Rory Mullarkey’s new comedy Mates in Chelsea mostly takes place outside of the Royal Court’s borough of Kensington and Chelsea, in the north of England, where the eminently useless Theodore ‘Tug’ Bungay, a 30-year-old viscount who’s never had a job in his life, devises a scheme to prevent the sale of his ancestral castle to a mysterious rich Russian. After that, it takes place in the ruins of that dream.

This makes it sound darker and odder than the play proves itself to be: though there’s fun to be had in Sam Pritchard’s campy production and Mullarkey’s loving mischief with Russian dramatists and stereotypes (as a successful translator of Russian work himself), Mates in Chelsea is ungainly and mostly played straight, never quite taking off from that path. It’s unashamedly silly and doesn’t come to more than that, though it seems as if it wants to. What won’t the rich trample to protect themselves? But don’t we know the answer to that from the starting pistol?

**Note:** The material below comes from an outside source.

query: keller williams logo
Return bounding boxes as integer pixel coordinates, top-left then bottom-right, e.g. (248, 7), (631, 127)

The cast are wickedly good, though Philipp Mogilnitskiy doesn’t get much of a look in as the real Russian who must, of course, show up. Fenella Woolgar is terribly crisp as Lady Agrippina Bungay, Tug’s scornful mother, on the brink of running off with her ever-so-French account manager (Karina Fernandez). Natalie Dew has great fun as Finty Crossbell, Tug’s put-upon fiancé of many years, gets in on the Russian oligarch disguise action with a sleazy charm. Amy Booth-Steel has great comedic timing and withering power as Mrs Hanratty, Tug’s one (hired) constant in his life, though the vagueness and familiarity of the characters underserve her most. She’s the only “non-posho” in attendance, and also a Marxist who despises Tug and worships the Soviet Union, with several tricks up her sleeve. But the plot is so desultory that her fate, along with the others, doesn’t matter much to us.

Laurie Kynaston plays Tug like a slouchy, dandy rabbit, with beautifully clear voice and gestures and shades of Rupert Everett, a hopeless case. George Fouracres, as Tug’s colonial-chic, Lawrence of Arabia-styled friend Charlton Thrupp is a revelation, with the sly intonation of a wobbly dame and irrepressibly wide eyes. It’s a star-making comedic performance, with hints of everything else of which he’s capable.

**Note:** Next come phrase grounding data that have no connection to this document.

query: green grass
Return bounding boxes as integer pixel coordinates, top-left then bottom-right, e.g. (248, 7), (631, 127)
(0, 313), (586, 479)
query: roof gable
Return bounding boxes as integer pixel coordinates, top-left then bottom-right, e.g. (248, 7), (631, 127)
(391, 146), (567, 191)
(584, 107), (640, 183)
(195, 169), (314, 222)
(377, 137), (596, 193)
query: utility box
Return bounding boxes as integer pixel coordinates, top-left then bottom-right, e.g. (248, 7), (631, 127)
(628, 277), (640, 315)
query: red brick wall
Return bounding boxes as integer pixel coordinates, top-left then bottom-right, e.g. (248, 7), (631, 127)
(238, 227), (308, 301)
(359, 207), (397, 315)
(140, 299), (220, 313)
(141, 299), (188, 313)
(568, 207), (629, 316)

Milla Clarke’s big, playful design reminds me of Chloe Lamford’s for Is God Is, written by Aleshea Harris and previously staged here at the Royal Court. She turns the space around and then inside out, hanging a wacky sign to welcome us to the castle set of Dimley Grange: what happens in the places she takes us isn’t necessarily equal to them.

Now if only Mates in Chelsea were slightly more outrageous: it’s as if it needs a sprinkling of good communist flavour enhancer. It’s not as nimble or fruity as a Wilde or Wodehouse, and the jokes don’t come as thick or as funny, nor does it move at the clap it should, particularly in the second half. There’s the sense of waiting for the other shoe to drop. The points at which it goes weirder and wider, threatening to tip into something else entirely, are welcome, but it only ever threatens, remaining otherwise pretty flappy. Tug’s eventual punishment for his unending self-interest and dissolution doesn’t feel firm enough to pay out with a sense of satisfaction, barely set up to begin with and his relationships are not really compelling.

It’s a decidedly mild time, though it passes pleasantly enough in the assured company of this cast. There are cracks against the class system, entrenched British inequality and abuses of power by the rich and aristocratic, but Mates in Chelsea is too disparate in focus to be a straight parody, nor does it have real bite as a comedy of manners. It does demonstrate well how disposed we are to laugh at large Russian accents.